Distributed computing connected components with linear communication cost
Xing Feng,Lijun Chang,Xuemin Lin,Lu Qin,Wenjie Zhang,Long Yuan
DOI: https://doi.org/10.1007/s10619-018-7232-6
IF: 0.974
2018-01-01
Distributed and Parallel Databases
Abstract:The paper studies three fundamental problems in graph analytics, computing connected components ( CC s), biconnected components ( BCC s), and 2-edge-connected components ( ECC s) of a graph. With the recent advent of big data, developing efficient distributed algorithms for computing CC s, BCC s and ECC s of a big graph has received increasing interests. As with the existing research efforts, we focus on the Pregel programming model, while the techniques may be extended to other programming models including MapReduce and Spark . The state-of-the-art techniques for computing CCs and BCCs in Pregel incur O(m×#supersteps) total costs for both data communication and computation, where m is the number of edges in a graph and #supersteps is the number of supersteps. Since the network communication speed is usually much slower than the computation speed, communication costs are the dominant costs of the total running time in the existing techniques.
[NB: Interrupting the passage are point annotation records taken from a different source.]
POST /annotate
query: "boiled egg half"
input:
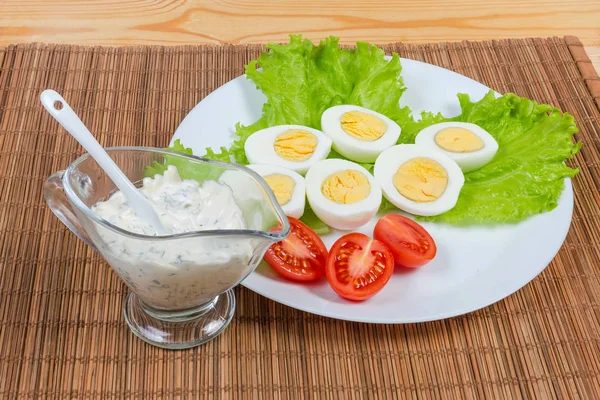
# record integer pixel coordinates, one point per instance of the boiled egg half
(468, 144)
(358, 133)
(419, 179)
(342, 194)
(294, 147)
(287, 186)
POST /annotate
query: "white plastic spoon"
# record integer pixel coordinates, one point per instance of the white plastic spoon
(71, 122)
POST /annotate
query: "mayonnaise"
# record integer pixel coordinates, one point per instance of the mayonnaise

In this paper, we propose a new paradigm based on graph decomposition to compute CC s and BCC s with O ( m ) total communication cost. The total computation costs of our techniques are also smaller than that of the existing techniques in practice, though theoretically almost the same. Moreover, we also study distributed computing ECC s. We are the first to study this problem and an approach with O ( m ) total communication cost is proposed. Comprehensive empirical studies demonstrate that our approaches can outperform the existing techniques by one order of magnitude regarding the total running time.